Kommentar zum Bahnstreik : Weselsky geht zu weit
Meinung Aachen Mit Recht kritisiert Weselsky, dass die Eisenbahnergewerkschaft (EVG) einen viel zu niedrigen Tarifabschluss akzeptiert hat. Trotzdem geht er mit den angekündigten Streiks der GDL zu weit.
An guten Argumenten für weitere Streiks mangelt es der Gewerkschaft Deutscher Lokomotivführer (GDL) und ihrem Chef Claus Weselsky wahrlich nicht. Tatsächlich ist es dreist, wenn der Bahnvorstand beim Blick auf das Fußvolk vom Zwang zum Sparen redet und den rund 3500 Führungskräften im Konzern trotz Pandemie Bonuszahlungen in Millionenhöhe gewährt. Mit Recht kritisiert Weselsky, dass die Eisenbahnergewerkschaft (EVG), die in Konkurrenz zur GDL steht, einen viel zu niedrigen Tarifabschluss akzeptiert hat: Das Plus von 1,5 Prozent gibt es erst ab 2022. Inzwischen weiß auch die EVG-Spitze, dass der Bahnvorstand sie über den Tisch gezogen hat.

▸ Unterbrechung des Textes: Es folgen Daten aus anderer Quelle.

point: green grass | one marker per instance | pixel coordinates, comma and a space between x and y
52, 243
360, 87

Trotzdem geht Weselsky zu weit. Ihm und seiner Gewerkschaft fehlt das Mandat und damit die Legitimation für die Streiks. Nicht nur DGB-Chef Reiner Hoffmann wirft ihm das mit Recht vor. In den meisten Betrieben der Bahn hat die GDL keine oder nur wenige Mitglieder. Ganz im Gegensatz zur EVG, die fünf Mal so viele Köpfe zählt. Und entscheidend ist nun mal der Tarifvertrag jener Gewerkschaft, die im Betrieb mehr Mitglieder hat.
Bei den Streiks geht es also nur vordergründig um mehr Geld für die Beschäftigten. Im Hintergrund kämpft die GDL ums Überleben. Mit einem guten Abschluss will Weselsky möglichst viele Eisenbahner in seine Gewerkschaft locken. Das ist nicht in Ordnung, weil alle Bahnnutzer darunter zu leiden haben.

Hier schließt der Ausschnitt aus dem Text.